Everything about this process, aside from step 1, was simulated. The inputs and outputs of each tool, the people using the agents, and the agents themselves were all invented whole cloth by an LLM.
Even better, for some domains (math and programming), they took the time to build real execution environments and ran actual agents on verifiable tasks. The trajectories generated by this process were then combined with the synthetic trajectories and used during the fine-tuning phase of post-training.
And it worked. Moonshot’s results are really impressive.

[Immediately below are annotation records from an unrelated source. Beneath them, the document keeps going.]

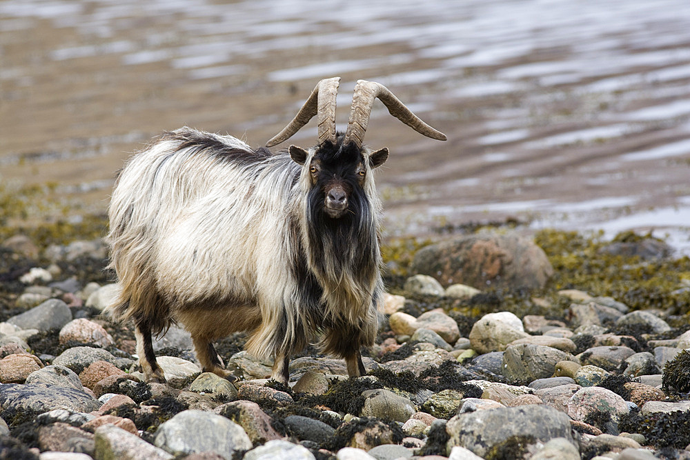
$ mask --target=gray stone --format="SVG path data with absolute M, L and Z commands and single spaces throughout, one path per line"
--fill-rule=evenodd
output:
M 119 359 L 102 348 L 72 347 L 63 351 L 53 360 L 52 363 L 54 366 L 68 368 L 77 374 L 81 374 L 81 371 L 97 361 L 108 361 L 115 366 L 121 363 Z
M 193 410 L 162 423 L 154 444 L 175 455 L 213 452 L 226 459 L 252 448 L 242 427 L 224 417 Z
M 503 375 L 525 383 L 553 374 L 556 363 L 573 360 L 569 353 L 538 345 L 511 345 L 503 354 Z
M 59 329 L 72 321 L 72 310 L 58 299 L 50 299 L 28 312 L 12 317 L 8 323 L 22 329 L 47 331 Z
M 417 412 L 411 401 L 388 390 L 368 390 L 362 396 L 365 398 L 362 416 L 404 423 Z
M 79 391 L 83 390 L 83 386 L 79 376 L 71 369 L 62 366 L 46 366 L 29 374 L 25 383 L 41 383 L 47 386 L 57 385 Z
M 460 446 L 480 457 L 513 437 L 531 437 L 541 442 L 562 437 L 573 442 L 568 416 L 542 405 L 462 413 L 448 421 L 446 432 L 448 450 Z
M 436 347 L 442 348 L 447 352 L 453 350 L 453 347 L 451 347 L 448 342 L 444 340 L 440 335 L 431 329 L 417 329 L 415 331 L 415 333 L 412 334 L 412 337 L 410 337 L 410 340 L 412 341 L 433 343 Z
M 415 274 L 413 277 L 410 277 L 405 281 L 403 289 L 410 292 L 423 295 L 442 296 L 446 293 L 440 283 L 426 274 Z
M 192 382 L 189 390 L 197 393 L 213 393 L 230 399 L 235 399 L 237 397 L 237 390 L 235 386 L 226 379 L 213 372 L 200 374 Z
M 95 441 L 94 457 L 99 460 L 172 460 L 173 458 L 165 450 L 112 424 L 97 428 Z
M 578 448 L 564 438 L 553 438 L 532 456 L 531 460 L 580 460 Z
M 412 450 L 397 444 L 383 444 L 377 446 L 367 452 L 377 460 L 397 460 L 408 459 L 413 455 Z
M 315 458 L 303 446 L 275 439 L 250 450 L 244 454 L 244 460 L 315 460 Z
M 285 426 L 299 440 L 313 441 L 321 445 L 335 433 L 335 429 L 319 420 L 302 415 L 288 415 Z
M 3 410 L 42 414 L 53 409 L 90 412 L 101 407 L 101 401 L 83 391 L 37 383 L 0 386 L 0 407 Z

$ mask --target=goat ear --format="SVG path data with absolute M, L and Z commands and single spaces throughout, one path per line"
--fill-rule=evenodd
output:
M 372 168 L 378 168 L 388 159 L 388 149 L 384 147 L 369 155 L 369 164 Z
M 288 150 L 290 152 L 290 158 L 293 159 L 295 163 L 299 165 L 306 163 L 306 159 L 309 156 L 309 152 L 304 148 L 297 147 L 297 146 L 290 146 Z

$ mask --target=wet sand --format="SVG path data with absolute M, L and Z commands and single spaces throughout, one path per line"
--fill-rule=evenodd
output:
M 364 78 L 448 137 L 377 105 L 387 235 L 514 217 L 690 252 L 690 3 L 389 3 L 0 1 L 0 179 L 103 212 L 161 131 L 262 145 L 339 75 L 339 126 Z

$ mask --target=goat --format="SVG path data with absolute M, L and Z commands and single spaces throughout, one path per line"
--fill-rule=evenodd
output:
M 381 204 L 373 170 L 387 148 L 362 146 L 378 97 L 419 132 L 424 123 L 383 86 L 357 81 L 347 130 L 335 130 L 339 77 L 322 80 L 266 148 L 182 128 L 128 159 L 108 210 L 110 266 L 120 294 L 113 317 L 132 320 L 148 381 L 165 381 L 152 334 L 181 323 L 204 372 L 233 380 L 213 341 L 247 331 L 246 350 L 275 359 L 286 383 L 290 355 L 317 334 L 350 376 L 366 374 L 383 284 Z M 318 115 L 319 143 L 273 153 Z

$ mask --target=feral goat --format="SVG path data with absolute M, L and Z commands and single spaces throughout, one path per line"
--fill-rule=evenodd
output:
M 247 351 L 275 359 L 272 377 L 283 383 L 290 354 L 317 334 L 324 352 L 345 359 L 350 376 L 366 373 L 359 350 L 373 343 L 383 294 L 372 171 L 388 155 L 362 146 L 374 99 L 421 134 L 445 136 L 364 80 L 346 132 L 337 133 L 339 80 L 322 80 L 266 144 L 317 115 L 315 147 L 273 153 L 183 128 L 121 171 L 108 235 L 121 293 L 110 310 L 134 321 L 148 381 L 165 380 L 151 334 L 173 323 L 191 333 L 204 371 L 230 379 L 212 342 L 237 331 L 248 332 Z

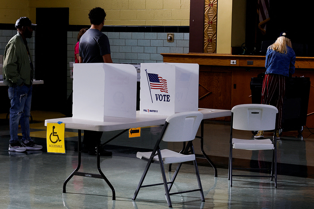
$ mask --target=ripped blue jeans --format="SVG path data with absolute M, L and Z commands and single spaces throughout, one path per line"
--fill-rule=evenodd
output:
M 14 85 L 12 87 L 9 87 L 9 98 L 11 100 L 11 108 L 10 108 L 10 143 L 14 143 L 19 140 L 18 130 L 19 121 L 22 129 L 22 141 L 26 139 L 32 141 L 30 136 L 30 117 L 32 89 L 31 85 L 28 87 L 25 85 L 21 86 Z

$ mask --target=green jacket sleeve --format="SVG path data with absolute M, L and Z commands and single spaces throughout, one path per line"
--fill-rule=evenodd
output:
M 19 85 L 23 80 L 21 79 L 19 72 L 18 71 L 18 58 L 17 50 L 14 44 L 7 45 L 3 57 L 3 70 L 5 78 L 12 83 Z

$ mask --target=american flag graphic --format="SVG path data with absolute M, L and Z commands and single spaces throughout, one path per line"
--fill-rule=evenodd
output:
M 258 0 L 257 7 L 257 11 L 259 19 L 258 28 L 262 33 L 265 34 L 266 33 L 266 23 L 270 19 L 268 13 L 269 10 L 269 0 Z
M 167 80 L 163 79 L 162 77 L 158 74 L 148 73 L 148 77 L 151 89 L 160 89 L 161 92 L 168 93 L 167 88 Z

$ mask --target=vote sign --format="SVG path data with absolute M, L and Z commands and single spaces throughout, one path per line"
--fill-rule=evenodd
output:
M 142 63 L 140 86 L 140 113 L 166 116 L 174 114 L 175 66 Z

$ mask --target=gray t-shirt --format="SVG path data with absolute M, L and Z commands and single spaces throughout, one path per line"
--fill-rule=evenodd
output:
M 88 30 L 81 37 L 79 46 L 83 63 L 103 62 L 102 56 L 110 54 L 108 37 L 97 29 Z

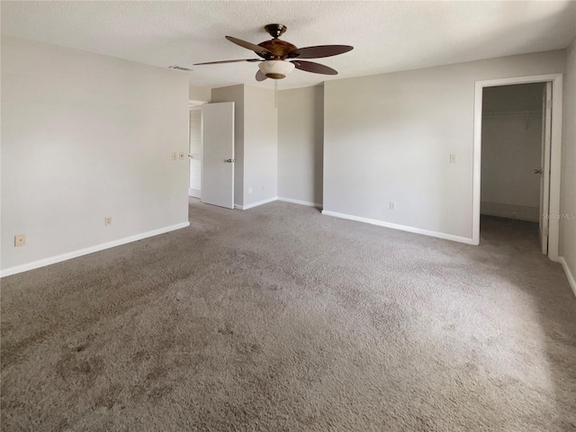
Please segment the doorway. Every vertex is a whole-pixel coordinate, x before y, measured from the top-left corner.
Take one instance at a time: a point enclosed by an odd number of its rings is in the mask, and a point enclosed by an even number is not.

Cline, an open-source AI coding tool, put Kimi 2 through the paces and found it to be one of the best tool-using models available. It’s number two on both standard tool-use benchmarks:
More impressive is how it works during real-world use:
After analyzing over a week of production data from thousands of Cline users, Kimi K2 is delivering surprising results. In real-world diff editing tasks — the complex search-and-replace operations that challenge even frontier models — Kimi K2 is achieving failure rates as low as 3.3%, matching and occasionally outperforming Claude 4 Sonnet.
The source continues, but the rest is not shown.